CELS research professor and colleagues launch campaign to fight cervical cancer

HPV vaccine offered at Dr. Annie De Groot’s Clinica Esperanza, Aug. 14

annie1KINGSTON, R.I. – July 30, 2015 – When a University of Rhode Island research professor and her colleagues launch a campaign to fight cervical cancer next month volunteers will be wearing colorful handmade scrubs.

Look closely at the medical tops and you’ll see images of the human papillomavirus, or HPV, that can cause the deadly cancer. The scrubs are African storytelling cloths, which are helping to wipe out the disease in Rhode Island.

The first of three shots of the HPV vaccine will be offered for free to uninsured men and women, ages 19 to 26, from 2 to 7 p.m., Aug. 14 at Clinica Esperanza/Hope Clinic, a free clinic at 60 Valley St., Providence.

Dr. Annie De Groot, clinic founder and director and a URI vaccine researcher, has been working closely with health officials in the West African country of Mali to screen women for cervical cancer.

With input from De Groot, Eliza Squibb, a graduate of the Rhode Island School of Design, designed an African storytelling cloth with images of the virus that men and women in Mali are wearing to show the connection between HPV and the prevention of cervical cancer. The project, funded by a grant from the Bill and Melinda Gates Foundation, has been a big success.

Now the African cloth is making its debut in Rhode Island.

Valerie Joseph, full-time nurse director of Clinica Esperanza, came up with the idea to launch the HPV prevention campaign at the clinic – and use the African cloth as a special touch. Joseph and other nurse volunteers giving the vaccine will wear scrubs made from the fabric.

It was a family affair: Valerie’s mother, Marguie Joseph, a respiratory therapist, sewed five shirts with the cloth, a bold blue and yellow print of uteruses surrounded by a near-invasion of HPV viruses in abnormal cancer cells.

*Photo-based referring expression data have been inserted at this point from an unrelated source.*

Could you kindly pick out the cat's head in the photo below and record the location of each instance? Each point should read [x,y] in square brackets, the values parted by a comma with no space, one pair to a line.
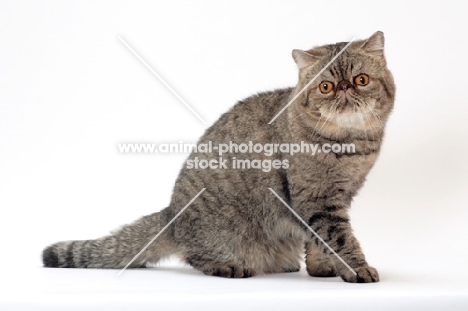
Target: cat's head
[344,94]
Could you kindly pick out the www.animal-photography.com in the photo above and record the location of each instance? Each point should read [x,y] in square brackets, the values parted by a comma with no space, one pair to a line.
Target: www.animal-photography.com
[212,155]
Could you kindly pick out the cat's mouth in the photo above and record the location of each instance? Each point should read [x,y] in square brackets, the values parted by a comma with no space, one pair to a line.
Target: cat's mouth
[346,103]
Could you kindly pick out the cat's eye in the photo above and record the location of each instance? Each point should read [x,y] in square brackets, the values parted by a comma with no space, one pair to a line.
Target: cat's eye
[326,87]
[361,79]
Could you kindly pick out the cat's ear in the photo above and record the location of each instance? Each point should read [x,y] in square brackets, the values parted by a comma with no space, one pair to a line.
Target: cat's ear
[305,59]
[375,44]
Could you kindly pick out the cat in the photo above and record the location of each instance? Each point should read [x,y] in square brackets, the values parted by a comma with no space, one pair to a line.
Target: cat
[237,227]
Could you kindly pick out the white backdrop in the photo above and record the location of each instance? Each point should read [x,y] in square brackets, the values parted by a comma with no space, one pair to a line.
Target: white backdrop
[70,91]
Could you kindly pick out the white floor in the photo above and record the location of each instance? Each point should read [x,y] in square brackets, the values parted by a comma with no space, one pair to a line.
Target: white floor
[173,287]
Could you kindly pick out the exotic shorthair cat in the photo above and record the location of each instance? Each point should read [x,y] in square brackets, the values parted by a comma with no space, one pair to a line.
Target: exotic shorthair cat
[237,227]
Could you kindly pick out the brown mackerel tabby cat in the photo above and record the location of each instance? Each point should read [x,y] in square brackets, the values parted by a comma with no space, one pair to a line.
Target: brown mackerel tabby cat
[237,228]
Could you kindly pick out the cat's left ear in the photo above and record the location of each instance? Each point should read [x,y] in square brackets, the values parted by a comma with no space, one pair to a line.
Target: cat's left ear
[375,44]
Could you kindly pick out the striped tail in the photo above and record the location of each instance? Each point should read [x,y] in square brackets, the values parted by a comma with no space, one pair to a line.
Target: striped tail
[114,251]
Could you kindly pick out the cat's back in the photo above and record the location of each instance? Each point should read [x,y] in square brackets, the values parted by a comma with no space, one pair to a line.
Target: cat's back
[249,118]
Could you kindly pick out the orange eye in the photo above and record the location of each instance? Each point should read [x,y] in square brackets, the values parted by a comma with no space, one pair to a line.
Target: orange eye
[326,87]
[361,79]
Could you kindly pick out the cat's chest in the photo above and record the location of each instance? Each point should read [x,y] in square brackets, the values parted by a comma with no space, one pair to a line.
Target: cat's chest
[327,171]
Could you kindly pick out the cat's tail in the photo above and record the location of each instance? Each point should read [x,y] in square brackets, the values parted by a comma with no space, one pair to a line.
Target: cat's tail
[116,250]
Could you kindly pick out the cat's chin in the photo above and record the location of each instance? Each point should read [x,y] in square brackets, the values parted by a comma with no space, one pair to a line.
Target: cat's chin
[350,120]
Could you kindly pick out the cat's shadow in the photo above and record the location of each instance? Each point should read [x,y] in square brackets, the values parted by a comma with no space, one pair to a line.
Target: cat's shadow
[297,276]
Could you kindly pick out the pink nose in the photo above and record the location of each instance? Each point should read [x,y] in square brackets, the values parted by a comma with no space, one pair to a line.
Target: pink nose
[344,85]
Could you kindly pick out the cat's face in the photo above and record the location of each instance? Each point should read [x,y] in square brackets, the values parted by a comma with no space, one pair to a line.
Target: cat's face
[355,93]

The top has two front pockets and sleeves with slogans in French – “Je me protégé,’’ or “I am protected” – to spread the word about the importance of getting vaccinated. In Africa, cloths are like social media, conveying political and cultural messages.

Joseph says she decided to create the HPV program after realizing that many of her patients, both men and women, had not been vaccinated. She attributes that to lack of knowledge about how HPV can cause cancer and the stigma attached to the shot.